Come in più occasioni ha raccontato, ogni suo festival nasce dalla volontà di dar risposta a delle domande e di continuare a dar voce alla tradizione dentro il contemporaneo.
U Giarddinu do rre fa parte di un progetto più ampio, il progetto Co.Ri., in collaborazione con l’Istituto comprensivo “Gabriele D’Annunzio” e il patrocinio del Comune di Motta Sant’Anastasia con la direzione artistica di Josè Mobilia. Il progetto comprende anche il Festival Rebound, festival delle percussioni, che si svolge in estate e un’attività di rigenerazione di spazi urbani nel territorio di Motta Sant’Anastasia.
I luoghi sono lo spazio dell’incontro tra le persone, di confronto, possibilità di espressione dell’arte, pertanto uno degli obiettivi principale di Co.ri. è quello di riscoprire luoghi, di rigenerarli, portarli alla loro dignità perché – come diceva Baumann – la relazione tra le persone possa verificarsi ed essere autentica.
Questo festival nasce, dunque, da un luogo; nasce dalla corte di Federico II che fece della lingua siciliana, la lingua del popolo, dei poeti, dei letterati, dei nobili. Il siciliano ha percorso cammini lunghi, tortuosi, a volte dimenticati; così, il direttore artistico ci riporta nei giardini del Re per indagare e capire quale è il presente e il futuro della lingua delle nostre radici attraverso incontri, storie, musica, teatro.
Quattro incontri in cui gli ospiti hanno raccontato il loro rapporto con il siciliano, come persone e come artisti e scoprire le meravigliose ricchezze professionali che la nostra Sicilia ha partorito.
Da Eleonora Bordonaro a Claudio Covato, da Biagio Guerrera e la piccola orchestra Jacaranda ai Lautari. Non sono mancati artisti, attori, registi, poeti ma anche etnomusicologi, pupari e cucinieri.

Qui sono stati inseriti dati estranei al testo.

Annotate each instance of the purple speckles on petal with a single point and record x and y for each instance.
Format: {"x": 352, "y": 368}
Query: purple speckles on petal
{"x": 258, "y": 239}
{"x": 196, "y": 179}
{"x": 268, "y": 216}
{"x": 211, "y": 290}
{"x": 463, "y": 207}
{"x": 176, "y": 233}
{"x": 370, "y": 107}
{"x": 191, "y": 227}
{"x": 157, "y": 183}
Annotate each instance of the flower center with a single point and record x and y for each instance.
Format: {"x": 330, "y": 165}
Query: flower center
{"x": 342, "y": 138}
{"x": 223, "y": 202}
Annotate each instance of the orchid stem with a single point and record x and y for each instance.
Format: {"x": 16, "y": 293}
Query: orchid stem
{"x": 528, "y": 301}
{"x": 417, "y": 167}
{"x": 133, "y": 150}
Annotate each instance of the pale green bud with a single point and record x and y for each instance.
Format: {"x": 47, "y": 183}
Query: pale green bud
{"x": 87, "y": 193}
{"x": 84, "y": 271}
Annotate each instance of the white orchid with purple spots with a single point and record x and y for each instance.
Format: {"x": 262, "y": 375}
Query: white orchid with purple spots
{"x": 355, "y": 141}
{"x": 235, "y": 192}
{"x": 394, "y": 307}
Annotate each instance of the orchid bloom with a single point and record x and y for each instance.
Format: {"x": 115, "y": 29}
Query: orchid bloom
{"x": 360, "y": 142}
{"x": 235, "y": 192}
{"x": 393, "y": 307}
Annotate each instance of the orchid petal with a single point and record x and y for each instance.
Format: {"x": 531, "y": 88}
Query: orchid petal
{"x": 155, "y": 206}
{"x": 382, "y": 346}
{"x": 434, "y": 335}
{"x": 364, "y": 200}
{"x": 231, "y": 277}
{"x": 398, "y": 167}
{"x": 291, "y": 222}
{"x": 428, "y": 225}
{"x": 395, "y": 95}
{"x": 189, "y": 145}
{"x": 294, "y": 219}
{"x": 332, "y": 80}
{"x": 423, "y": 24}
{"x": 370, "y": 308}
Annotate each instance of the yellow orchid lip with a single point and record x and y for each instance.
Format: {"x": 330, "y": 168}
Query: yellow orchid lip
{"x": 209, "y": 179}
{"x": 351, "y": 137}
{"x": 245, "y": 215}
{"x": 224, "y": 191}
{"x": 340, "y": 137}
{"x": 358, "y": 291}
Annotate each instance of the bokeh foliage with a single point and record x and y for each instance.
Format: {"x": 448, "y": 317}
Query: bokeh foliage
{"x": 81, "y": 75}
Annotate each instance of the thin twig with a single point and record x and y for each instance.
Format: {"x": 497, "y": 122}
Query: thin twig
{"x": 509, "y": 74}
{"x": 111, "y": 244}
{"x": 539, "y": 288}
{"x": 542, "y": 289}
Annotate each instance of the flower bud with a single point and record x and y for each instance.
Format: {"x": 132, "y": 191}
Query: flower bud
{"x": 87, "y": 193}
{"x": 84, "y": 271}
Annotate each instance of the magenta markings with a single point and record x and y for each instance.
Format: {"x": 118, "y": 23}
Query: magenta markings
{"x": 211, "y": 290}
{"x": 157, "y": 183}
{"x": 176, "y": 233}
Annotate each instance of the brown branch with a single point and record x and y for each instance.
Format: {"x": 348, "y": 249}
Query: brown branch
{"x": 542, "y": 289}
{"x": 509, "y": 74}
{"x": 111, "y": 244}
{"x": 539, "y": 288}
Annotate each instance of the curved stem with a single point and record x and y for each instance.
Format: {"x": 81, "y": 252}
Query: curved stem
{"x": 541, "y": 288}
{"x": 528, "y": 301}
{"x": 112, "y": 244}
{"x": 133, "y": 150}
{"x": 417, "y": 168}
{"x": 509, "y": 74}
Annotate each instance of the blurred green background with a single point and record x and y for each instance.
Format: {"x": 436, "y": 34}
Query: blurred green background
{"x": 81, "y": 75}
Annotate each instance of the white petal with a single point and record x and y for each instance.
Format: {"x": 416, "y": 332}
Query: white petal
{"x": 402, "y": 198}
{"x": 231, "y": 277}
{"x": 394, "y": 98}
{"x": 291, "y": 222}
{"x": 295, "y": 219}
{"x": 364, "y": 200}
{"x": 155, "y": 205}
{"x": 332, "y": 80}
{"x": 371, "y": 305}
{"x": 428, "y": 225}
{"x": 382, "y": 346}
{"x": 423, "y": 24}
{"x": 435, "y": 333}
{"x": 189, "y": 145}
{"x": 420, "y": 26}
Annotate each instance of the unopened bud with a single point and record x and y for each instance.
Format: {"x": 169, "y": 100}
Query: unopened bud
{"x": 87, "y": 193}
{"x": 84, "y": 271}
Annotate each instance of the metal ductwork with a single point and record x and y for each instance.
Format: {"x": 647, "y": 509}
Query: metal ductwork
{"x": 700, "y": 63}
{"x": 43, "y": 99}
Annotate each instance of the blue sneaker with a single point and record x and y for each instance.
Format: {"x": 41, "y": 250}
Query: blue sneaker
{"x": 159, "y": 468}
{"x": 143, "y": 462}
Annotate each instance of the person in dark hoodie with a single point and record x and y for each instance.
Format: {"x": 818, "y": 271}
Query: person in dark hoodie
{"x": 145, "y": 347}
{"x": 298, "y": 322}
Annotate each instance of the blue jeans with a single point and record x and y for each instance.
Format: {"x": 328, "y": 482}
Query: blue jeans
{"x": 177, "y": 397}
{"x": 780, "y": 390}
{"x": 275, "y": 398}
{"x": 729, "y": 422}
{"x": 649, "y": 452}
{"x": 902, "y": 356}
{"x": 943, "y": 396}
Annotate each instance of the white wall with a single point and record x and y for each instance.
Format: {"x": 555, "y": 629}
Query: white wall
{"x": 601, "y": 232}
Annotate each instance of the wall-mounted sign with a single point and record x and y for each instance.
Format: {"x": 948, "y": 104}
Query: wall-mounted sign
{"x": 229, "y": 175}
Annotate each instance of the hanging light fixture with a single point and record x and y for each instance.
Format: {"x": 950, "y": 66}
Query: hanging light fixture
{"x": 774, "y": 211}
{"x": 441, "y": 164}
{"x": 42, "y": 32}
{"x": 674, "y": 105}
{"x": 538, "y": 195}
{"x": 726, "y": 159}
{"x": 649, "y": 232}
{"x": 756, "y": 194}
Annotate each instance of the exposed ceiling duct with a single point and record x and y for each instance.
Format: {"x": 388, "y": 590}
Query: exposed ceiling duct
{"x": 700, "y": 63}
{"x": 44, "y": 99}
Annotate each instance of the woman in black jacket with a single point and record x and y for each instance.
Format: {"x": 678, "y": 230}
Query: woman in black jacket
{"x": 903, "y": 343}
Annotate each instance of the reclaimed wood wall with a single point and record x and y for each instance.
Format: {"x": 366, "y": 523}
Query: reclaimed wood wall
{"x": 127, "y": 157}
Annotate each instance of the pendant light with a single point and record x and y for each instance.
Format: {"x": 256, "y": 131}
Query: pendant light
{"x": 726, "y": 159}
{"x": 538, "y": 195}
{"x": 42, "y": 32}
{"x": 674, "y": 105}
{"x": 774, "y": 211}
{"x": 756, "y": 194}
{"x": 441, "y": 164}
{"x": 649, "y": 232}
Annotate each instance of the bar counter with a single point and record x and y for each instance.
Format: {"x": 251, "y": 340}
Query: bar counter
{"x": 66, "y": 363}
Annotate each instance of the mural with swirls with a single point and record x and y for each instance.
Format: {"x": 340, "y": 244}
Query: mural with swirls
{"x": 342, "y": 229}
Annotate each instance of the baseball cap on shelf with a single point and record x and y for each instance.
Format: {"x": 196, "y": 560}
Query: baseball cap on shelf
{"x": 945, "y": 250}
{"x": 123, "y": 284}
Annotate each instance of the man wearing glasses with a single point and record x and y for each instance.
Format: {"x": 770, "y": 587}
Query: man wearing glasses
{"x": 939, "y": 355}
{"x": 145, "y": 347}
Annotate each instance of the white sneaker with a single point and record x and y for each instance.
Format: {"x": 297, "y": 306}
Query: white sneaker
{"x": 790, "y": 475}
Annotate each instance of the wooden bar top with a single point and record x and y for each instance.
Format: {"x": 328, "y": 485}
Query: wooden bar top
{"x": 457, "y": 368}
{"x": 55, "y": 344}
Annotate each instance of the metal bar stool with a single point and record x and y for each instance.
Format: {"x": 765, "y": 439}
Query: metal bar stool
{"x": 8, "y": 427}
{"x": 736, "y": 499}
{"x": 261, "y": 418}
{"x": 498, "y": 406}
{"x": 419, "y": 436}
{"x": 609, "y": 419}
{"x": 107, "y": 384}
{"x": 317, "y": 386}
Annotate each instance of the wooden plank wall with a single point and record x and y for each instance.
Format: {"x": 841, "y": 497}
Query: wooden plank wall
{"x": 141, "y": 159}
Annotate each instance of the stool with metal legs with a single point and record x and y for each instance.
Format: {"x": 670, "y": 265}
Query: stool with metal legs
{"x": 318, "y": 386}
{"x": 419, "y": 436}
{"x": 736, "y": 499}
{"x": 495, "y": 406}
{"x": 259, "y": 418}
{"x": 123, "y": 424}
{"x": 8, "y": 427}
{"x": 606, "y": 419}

La piccola orchestra Jacaranda con da sinistra Sara Castrogiovanni, Simone Ardita, Francesco Messina, Gabriele Ricca. Al centro Biagio Guerrera
“Il siciliano ha vissuto un tempo, e molti di noi si ricordano, in cui era assolutamente vietato parlarlo sia in famiglia che nei luoghi sociali perché sarebbe stato un impedimento all’apprendimento della lingua nazionale. Intanto, nelle nostre famiglie, gli adulti parlavano il siciliano e i bambini, rigorosamente, l’italiano, generando un divario linguistico e una crisi di identità – come racconta Mobilia – che ci faceva già riflettere da bambini sul fatto di vivere in un luogo e non poter parlare la lingua delle nostre famiglie”.
“Chi siamo dunque? Qual è l’importanza del siciliano ieri come oggi?”, ha aggiunto il percussionista.

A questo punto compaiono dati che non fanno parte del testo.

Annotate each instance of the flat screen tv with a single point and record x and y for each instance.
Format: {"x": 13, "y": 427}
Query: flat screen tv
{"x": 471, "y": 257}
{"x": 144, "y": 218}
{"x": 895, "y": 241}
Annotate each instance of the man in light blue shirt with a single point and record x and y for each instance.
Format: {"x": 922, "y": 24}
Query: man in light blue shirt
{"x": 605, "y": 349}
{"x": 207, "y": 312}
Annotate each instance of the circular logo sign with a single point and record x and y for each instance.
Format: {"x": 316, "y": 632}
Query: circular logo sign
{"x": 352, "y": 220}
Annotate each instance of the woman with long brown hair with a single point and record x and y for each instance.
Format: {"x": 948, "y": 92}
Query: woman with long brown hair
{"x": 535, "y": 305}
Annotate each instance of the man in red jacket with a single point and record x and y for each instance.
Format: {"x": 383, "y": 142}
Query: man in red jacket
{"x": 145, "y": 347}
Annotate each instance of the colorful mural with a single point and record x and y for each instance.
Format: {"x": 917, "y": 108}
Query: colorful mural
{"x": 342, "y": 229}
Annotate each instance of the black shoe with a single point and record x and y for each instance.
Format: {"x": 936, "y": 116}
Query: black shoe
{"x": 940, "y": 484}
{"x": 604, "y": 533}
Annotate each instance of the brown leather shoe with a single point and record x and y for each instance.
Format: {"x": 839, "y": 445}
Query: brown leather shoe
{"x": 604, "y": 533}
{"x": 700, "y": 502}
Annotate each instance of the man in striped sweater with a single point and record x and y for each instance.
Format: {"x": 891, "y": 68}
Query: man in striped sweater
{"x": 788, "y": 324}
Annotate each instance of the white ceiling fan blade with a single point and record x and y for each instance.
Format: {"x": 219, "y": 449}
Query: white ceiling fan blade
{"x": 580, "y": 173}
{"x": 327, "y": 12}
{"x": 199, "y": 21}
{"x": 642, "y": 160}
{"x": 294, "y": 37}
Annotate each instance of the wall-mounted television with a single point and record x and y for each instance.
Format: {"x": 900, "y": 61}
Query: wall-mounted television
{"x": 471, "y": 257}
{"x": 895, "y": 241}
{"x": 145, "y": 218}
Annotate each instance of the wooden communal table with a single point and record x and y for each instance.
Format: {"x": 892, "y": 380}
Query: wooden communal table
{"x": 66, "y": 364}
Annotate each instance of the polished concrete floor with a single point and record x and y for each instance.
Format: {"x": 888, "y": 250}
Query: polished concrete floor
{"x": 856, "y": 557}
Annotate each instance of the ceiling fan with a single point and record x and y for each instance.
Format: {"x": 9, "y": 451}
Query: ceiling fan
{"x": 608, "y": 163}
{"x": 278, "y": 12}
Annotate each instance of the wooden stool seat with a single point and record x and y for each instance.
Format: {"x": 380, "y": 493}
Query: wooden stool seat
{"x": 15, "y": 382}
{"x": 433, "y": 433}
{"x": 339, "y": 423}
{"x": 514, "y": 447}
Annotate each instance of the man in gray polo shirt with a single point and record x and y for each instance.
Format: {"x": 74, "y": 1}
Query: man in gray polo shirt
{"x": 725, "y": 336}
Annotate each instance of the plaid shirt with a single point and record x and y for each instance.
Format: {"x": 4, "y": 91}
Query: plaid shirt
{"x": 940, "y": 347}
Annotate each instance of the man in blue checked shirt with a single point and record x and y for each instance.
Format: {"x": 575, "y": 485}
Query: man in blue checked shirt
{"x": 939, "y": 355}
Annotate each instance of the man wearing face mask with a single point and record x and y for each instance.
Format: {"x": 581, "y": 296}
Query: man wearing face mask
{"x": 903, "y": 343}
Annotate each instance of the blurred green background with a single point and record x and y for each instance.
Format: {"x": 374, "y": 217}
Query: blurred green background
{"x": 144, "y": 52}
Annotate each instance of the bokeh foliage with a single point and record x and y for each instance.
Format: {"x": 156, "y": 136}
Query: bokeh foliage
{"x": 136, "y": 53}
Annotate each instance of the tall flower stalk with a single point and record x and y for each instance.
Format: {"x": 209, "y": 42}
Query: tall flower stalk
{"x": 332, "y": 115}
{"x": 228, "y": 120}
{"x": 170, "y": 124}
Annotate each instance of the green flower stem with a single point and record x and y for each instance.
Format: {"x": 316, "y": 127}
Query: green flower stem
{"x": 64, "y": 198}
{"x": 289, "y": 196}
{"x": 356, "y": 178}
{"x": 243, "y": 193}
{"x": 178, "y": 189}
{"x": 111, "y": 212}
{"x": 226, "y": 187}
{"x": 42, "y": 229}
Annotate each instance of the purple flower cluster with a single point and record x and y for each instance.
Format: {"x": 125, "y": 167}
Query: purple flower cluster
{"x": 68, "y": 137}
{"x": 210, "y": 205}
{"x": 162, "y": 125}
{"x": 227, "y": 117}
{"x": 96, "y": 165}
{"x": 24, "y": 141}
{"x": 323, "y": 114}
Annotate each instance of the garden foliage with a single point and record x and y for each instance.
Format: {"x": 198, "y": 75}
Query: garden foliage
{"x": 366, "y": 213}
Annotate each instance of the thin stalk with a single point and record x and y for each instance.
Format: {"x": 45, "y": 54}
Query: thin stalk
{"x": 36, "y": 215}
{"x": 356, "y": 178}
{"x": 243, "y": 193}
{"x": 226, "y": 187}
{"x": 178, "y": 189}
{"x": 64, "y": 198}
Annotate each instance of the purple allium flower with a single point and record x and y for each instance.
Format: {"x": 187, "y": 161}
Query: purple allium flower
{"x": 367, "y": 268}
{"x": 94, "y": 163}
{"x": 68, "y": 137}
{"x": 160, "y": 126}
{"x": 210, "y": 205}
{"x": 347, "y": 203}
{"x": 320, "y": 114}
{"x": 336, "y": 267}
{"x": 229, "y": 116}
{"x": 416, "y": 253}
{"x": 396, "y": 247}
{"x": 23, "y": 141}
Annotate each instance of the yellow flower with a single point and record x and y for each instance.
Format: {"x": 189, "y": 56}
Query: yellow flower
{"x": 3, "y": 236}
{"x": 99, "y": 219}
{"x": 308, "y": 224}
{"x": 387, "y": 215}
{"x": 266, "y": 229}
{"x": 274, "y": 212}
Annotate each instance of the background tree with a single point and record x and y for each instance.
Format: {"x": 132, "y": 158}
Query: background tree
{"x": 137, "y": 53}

Il viaggio a Roma di Josè Mobilia, la distanza con cui ha potuto osservare le cose, ha fatto rilevare quanto, anche da lontano, la percezione sia quella che la lingua siciliana sia qualcosa da nascondere, da correggere, sinonimo di ignoranza, di zzaurdaggine, direbbero i catanesi, e ce ne vergogniamo.

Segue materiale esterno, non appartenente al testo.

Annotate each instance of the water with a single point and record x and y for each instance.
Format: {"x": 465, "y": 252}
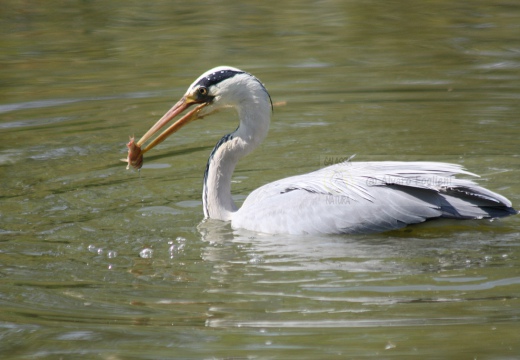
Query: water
{"x": 100, "y": 262}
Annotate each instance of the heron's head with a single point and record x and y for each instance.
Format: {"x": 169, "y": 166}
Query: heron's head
{"x": 220, "y": 87}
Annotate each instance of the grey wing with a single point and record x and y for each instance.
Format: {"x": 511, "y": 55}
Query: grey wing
{"x": 365, "y": 197}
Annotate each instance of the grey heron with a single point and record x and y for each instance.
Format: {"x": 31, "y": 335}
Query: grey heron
{"x": 349, "y": 197}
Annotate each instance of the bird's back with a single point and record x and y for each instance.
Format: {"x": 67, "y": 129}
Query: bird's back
{"x": 366, "y": 197}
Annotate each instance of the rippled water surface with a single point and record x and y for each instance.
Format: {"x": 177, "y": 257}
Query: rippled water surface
{"x": 100, "y": 262}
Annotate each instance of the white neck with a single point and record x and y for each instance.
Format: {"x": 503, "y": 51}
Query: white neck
{"x": 255, "y": 115}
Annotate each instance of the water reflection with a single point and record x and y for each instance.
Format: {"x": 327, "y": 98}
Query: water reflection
{"x": 434, "y": 80}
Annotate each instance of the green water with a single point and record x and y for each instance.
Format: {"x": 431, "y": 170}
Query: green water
{"x": 97, "y": 262}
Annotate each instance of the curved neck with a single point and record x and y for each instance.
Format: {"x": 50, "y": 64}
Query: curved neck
{"x": 216, "y": 195}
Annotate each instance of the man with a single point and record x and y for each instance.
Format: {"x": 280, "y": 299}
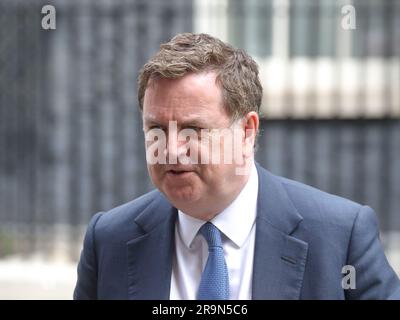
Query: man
{"x": 220, "y": 226}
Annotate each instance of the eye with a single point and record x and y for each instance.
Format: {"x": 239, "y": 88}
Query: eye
{"x": 197, "y": 129}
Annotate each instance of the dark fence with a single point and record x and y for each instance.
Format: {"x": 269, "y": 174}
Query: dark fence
{"x": 71, "y": 142}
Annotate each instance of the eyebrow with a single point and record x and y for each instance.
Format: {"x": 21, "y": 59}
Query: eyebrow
{"x": 195, "y": 122}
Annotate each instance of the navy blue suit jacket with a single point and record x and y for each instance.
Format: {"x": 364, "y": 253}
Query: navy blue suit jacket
{"x": 303, "y": 239}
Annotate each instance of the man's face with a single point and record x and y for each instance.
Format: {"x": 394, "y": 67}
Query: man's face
{"x": 193, "y": 102}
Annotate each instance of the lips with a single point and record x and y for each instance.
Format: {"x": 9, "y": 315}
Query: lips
{"x": 178, "y": 172}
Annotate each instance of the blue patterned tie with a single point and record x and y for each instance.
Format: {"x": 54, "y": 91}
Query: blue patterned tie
{"x": 214, "y": 284}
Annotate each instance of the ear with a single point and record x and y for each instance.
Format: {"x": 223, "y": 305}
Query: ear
{"x": 250, "y": 125}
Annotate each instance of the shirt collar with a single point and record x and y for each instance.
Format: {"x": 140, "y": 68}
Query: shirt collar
{"x": 235, "y": 221}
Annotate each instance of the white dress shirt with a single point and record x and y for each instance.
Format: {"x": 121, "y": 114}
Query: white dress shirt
{"x": 237, "y": 226}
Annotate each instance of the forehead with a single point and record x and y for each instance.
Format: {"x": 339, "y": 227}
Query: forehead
{"x": 193, "y": 95}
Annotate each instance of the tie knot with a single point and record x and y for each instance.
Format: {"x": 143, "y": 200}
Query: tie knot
{"x": 211, "y": 234}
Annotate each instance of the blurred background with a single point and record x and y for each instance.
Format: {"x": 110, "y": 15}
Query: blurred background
{"x": 71, "y": 142}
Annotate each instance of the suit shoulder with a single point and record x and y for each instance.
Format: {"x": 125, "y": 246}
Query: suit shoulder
{"x": 120, "y": 220}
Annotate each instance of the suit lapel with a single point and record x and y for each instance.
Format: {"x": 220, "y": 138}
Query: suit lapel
{"x": 279, "y": 258}
{"x": 150, "y": 255}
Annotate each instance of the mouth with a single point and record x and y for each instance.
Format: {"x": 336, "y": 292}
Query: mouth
{"x": 179, "y": 173}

Eppure, la lingua contiene le caratteristiche di ogni cosa che tocca, delle persone e vergognarsi della lingua significa vergognarsi di se stessi. La condivisione di questo argomento con gli amici artisti ha generato il bisogno non tanto di parlare della lingua come qualcosa che appartiene al passato e che, come tale, vada recuperata bensì come qualcosa che appartiene al nostro oggi, che arricchisce il nostro essere, il nostro modo di comunicare, di vivere i luoghi, di dare forma alle arti.
Interessante il “rituale” voluto da Mobilia che fa brindare con i rosoli siciliani, simbolicamente, gli artisti e condivide i biscotti all’anice con il pubblico durante la serata, il modo siciliano per accogliere e sentirsi “famiglia” grazie anche alla lingua.
La prima edizione di questo festival è già un pullulare di proposte, di voglia di esserci, di continuare a condividere il siciliano oggi guardando fiduciosi al futuro nostro, dei nostri luoghi, lavorando insieme per rendere fruttuoso “U ggiardinu do rre”.